Reputation: 562
I'm currently working on a problem that involves changing the types of several Columns
in a DataFrame
, but I'm not sure how can I pass it into a udf
because the function I have created takes a dictionary
as an argument and therefore, I don't know how to pass the function into a udf
.
All the data types I currently have are of type String
, but as I mentioned, I need to change them to different types such as Integer & Date
.
my function looks something like that:
def columns_types_transformer(df, reformating_dict):
for column, new_type in reformating_dict.items():
df = df.withColumn(column, df[column].cast(new_type))
return df
the dictionary I want to pass looks like that:
dictionary = {'date1': DateType(), 'date2': DateType(), 'date3': DateType(), 'date4': DateType(), 'date5': DateType(), 'date6': DateType(), 'integer1': IntegerType()}
My issue here is how to pass the dictionary with the correct types into a udf?
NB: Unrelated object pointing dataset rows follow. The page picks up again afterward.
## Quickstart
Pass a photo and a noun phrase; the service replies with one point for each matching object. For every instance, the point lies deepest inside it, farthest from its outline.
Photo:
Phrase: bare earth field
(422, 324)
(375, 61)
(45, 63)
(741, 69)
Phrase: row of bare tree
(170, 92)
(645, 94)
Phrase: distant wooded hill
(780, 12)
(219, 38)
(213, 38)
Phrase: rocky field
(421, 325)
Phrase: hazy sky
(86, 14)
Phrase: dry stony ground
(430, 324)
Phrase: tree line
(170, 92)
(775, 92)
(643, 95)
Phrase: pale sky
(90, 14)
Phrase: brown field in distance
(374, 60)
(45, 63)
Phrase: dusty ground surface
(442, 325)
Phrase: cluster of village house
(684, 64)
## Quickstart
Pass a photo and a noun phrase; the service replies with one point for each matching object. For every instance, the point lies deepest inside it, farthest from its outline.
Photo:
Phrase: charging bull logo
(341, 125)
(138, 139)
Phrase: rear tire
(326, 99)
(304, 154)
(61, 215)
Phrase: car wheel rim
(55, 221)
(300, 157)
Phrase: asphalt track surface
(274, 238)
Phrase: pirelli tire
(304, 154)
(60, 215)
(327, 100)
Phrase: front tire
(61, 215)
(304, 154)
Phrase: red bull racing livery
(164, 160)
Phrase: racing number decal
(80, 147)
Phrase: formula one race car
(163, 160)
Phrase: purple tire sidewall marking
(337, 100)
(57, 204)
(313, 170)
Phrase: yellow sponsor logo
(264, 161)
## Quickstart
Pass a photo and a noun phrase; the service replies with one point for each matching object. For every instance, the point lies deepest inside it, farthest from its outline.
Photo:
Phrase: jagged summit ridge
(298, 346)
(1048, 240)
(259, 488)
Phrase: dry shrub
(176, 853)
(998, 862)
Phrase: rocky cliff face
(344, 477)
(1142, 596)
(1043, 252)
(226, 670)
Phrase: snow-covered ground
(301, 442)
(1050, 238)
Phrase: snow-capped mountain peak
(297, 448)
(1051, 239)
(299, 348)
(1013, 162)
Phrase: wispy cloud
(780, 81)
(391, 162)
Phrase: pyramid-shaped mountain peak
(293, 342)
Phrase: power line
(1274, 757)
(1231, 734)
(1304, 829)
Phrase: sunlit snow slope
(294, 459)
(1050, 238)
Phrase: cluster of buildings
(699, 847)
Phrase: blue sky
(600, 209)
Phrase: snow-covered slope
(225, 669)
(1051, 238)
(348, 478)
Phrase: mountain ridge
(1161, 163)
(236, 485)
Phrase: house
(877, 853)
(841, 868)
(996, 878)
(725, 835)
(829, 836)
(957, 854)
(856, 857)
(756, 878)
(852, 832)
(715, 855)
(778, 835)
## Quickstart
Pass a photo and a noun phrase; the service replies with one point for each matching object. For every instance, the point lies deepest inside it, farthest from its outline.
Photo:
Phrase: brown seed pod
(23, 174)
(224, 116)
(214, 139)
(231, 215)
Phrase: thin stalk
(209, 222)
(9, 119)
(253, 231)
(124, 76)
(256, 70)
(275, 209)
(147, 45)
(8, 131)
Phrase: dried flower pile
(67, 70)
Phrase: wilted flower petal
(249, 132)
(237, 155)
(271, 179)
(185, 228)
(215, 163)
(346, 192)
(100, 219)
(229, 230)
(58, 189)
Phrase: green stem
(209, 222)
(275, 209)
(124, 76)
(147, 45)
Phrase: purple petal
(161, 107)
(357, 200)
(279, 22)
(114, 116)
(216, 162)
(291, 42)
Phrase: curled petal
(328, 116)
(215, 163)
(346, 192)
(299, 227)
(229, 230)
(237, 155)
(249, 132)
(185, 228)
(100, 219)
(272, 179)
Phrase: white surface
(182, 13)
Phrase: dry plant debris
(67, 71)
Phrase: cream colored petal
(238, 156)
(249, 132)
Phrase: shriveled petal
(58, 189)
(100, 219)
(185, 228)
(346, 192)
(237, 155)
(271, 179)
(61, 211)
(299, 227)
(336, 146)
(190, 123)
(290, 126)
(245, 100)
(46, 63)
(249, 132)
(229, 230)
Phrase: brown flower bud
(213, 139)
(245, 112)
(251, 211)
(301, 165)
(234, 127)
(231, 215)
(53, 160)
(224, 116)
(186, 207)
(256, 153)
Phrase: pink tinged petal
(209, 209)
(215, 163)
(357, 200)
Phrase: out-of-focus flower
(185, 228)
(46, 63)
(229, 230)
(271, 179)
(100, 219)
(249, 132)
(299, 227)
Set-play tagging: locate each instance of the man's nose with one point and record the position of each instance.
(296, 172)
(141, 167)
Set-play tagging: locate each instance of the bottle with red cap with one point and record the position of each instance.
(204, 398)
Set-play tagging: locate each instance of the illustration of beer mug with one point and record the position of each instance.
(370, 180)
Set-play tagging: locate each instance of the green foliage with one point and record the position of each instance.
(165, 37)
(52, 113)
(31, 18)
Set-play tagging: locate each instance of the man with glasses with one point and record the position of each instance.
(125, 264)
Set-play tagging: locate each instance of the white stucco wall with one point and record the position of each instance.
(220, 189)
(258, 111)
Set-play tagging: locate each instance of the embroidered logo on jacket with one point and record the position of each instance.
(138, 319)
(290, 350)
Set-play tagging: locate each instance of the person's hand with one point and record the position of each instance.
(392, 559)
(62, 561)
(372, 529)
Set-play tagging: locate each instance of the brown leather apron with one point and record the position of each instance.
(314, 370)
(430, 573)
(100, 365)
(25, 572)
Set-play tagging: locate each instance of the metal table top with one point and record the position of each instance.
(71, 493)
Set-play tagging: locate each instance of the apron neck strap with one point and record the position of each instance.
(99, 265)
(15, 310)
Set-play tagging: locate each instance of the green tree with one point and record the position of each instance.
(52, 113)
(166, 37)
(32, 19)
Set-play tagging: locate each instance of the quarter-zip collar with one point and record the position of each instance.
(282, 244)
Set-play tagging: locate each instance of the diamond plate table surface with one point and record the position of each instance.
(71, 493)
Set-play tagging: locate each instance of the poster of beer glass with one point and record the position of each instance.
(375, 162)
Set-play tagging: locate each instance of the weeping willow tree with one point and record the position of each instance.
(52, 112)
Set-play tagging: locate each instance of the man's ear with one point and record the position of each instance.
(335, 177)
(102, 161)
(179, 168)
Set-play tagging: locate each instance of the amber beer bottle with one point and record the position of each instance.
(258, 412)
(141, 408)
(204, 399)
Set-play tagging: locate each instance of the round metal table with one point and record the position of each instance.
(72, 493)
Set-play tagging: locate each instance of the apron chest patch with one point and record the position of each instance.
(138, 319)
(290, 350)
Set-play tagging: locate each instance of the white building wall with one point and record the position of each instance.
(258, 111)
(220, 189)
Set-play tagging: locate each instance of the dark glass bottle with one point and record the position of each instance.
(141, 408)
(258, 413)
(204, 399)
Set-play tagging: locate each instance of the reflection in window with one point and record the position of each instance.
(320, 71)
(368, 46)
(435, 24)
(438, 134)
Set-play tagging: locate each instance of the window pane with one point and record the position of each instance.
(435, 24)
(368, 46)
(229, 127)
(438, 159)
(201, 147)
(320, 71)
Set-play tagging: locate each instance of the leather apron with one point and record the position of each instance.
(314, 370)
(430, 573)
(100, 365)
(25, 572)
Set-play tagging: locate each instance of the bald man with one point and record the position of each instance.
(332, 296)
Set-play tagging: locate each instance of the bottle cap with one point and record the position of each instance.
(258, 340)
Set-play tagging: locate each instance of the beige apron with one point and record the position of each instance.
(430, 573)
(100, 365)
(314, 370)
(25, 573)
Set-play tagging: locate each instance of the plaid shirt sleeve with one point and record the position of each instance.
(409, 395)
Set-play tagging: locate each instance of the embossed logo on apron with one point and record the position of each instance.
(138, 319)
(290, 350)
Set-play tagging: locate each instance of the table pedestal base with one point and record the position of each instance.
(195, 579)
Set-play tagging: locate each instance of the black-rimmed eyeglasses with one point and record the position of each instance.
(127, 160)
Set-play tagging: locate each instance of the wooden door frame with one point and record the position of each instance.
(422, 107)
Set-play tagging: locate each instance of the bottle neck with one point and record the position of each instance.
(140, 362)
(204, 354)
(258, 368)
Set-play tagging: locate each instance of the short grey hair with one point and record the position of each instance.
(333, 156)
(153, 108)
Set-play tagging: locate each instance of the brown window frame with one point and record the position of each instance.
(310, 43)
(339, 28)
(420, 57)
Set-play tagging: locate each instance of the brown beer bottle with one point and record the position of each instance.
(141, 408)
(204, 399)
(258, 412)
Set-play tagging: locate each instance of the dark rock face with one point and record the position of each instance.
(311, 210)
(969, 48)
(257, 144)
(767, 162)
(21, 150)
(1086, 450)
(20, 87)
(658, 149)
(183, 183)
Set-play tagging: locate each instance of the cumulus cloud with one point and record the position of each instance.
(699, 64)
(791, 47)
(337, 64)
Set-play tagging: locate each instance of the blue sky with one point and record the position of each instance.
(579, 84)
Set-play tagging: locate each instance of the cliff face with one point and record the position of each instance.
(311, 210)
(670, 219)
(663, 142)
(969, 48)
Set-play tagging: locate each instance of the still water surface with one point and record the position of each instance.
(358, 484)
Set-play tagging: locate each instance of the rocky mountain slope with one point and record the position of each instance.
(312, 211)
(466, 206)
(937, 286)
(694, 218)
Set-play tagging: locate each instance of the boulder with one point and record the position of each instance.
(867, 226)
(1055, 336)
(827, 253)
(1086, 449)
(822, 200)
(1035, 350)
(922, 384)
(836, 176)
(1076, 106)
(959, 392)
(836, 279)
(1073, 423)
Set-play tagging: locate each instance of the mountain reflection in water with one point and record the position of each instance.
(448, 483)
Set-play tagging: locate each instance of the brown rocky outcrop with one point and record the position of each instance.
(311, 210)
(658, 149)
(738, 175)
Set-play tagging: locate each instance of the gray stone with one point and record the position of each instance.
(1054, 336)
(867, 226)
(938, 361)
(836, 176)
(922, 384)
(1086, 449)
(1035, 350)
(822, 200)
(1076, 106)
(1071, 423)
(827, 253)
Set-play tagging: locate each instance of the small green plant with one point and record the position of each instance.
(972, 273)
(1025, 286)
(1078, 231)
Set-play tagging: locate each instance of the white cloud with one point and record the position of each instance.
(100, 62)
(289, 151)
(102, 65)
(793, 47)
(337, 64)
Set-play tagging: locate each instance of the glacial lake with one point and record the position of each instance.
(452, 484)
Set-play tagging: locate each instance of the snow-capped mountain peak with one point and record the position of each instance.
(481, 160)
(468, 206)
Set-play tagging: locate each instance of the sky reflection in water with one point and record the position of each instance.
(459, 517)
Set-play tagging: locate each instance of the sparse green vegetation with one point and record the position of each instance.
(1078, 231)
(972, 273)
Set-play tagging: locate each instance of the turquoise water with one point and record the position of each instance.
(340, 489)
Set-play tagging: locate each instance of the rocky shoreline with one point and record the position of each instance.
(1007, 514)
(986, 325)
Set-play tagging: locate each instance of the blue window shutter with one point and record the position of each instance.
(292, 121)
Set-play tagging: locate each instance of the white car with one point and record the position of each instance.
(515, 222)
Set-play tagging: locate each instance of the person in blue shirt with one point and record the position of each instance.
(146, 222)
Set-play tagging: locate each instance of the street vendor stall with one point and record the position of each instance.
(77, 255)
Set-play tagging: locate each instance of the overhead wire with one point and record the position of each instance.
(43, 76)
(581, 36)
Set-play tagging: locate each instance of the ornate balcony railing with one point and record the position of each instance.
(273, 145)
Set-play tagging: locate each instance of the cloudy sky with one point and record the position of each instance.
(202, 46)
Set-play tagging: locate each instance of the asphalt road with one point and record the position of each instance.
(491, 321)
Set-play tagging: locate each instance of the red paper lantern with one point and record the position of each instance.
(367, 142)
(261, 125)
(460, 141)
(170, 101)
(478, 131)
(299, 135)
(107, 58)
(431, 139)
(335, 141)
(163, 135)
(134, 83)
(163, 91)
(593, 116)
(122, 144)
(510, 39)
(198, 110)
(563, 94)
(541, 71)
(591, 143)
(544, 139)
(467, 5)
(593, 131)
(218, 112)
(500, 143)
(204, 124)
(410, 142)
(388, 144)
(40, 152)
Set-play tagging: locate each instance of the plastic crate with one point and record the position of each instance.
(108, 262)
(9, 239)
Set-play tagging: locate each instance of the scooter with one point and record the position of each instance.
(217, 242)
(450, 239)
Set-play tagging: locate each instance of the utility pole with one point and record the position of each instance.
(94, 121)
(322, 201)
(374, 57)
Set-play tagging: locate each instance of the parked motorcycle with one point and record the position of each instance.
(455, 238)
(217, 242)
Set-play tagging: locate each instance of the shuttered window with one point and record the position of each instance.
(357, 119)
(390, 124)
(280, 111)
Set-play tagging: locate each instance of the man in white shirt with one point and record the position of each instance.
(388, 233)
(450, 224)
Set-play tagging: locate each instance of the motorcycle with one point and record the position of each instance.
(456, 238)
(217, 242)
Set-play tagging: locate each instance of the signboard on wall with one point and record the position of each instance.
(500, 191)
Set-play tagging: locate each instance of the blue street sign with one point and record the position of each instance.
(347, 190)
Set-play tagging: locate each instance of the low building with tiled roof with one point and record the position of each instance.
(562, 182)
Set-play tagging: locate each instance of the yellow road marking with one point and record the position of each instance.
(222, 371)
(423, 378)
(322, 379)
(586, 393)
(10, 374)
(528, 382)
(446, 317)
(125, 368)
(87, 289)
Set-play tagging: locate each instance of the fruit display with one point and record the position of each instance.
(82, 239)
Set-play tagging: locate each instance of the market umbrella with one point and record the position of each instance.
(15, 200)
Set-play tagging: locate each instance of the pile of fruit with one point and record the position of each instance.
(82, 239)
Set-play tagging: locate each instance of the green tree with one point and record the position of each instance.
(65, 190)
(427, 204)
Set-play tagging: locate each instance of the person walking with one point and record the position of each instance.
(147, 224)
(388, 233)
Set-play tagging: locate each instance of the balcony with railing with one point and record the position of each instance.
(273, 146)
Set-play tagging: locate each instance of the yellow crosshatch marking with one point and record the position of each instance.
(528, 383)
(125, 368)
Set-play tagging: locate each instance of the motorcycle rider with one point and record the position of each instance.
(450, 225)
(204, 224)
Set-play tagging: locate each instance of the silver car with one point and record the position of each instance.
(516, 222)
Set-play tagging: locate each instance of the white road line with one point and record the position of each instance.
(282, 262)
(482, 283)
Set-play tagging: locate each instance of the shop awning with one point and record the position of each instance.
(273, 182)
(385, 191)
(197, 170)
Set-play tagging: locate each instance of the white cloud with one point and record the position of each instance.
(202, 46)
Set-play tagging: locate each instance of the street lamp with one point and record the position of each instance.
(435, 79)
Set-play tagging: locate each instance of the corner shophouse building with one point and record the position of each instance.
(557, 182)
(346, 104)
Another approach I was thinking of is using SQLTransformer for it, but also not sure how can this be done.
Any help would be appreciated.
Upvotes: 0
Views: 769
Reputation: 562
I managed to solve this issue using the SQLTransformer.
This is what I have done
sqlTrans_formatter = SQLTransformer(statement="SELECT CAST(date1 AS date), CAST(date2 AS date), CAST(date3 AS date), CAST(date4 AS date), CAST(date5 AS date), CAST(date6 AS date), CAST(integer1 AS int) FROM __THIS__")
df = sqlTrans_formatter.transform(ddf)
Hopefully it would be helpful for others as well.
Upvotes: 1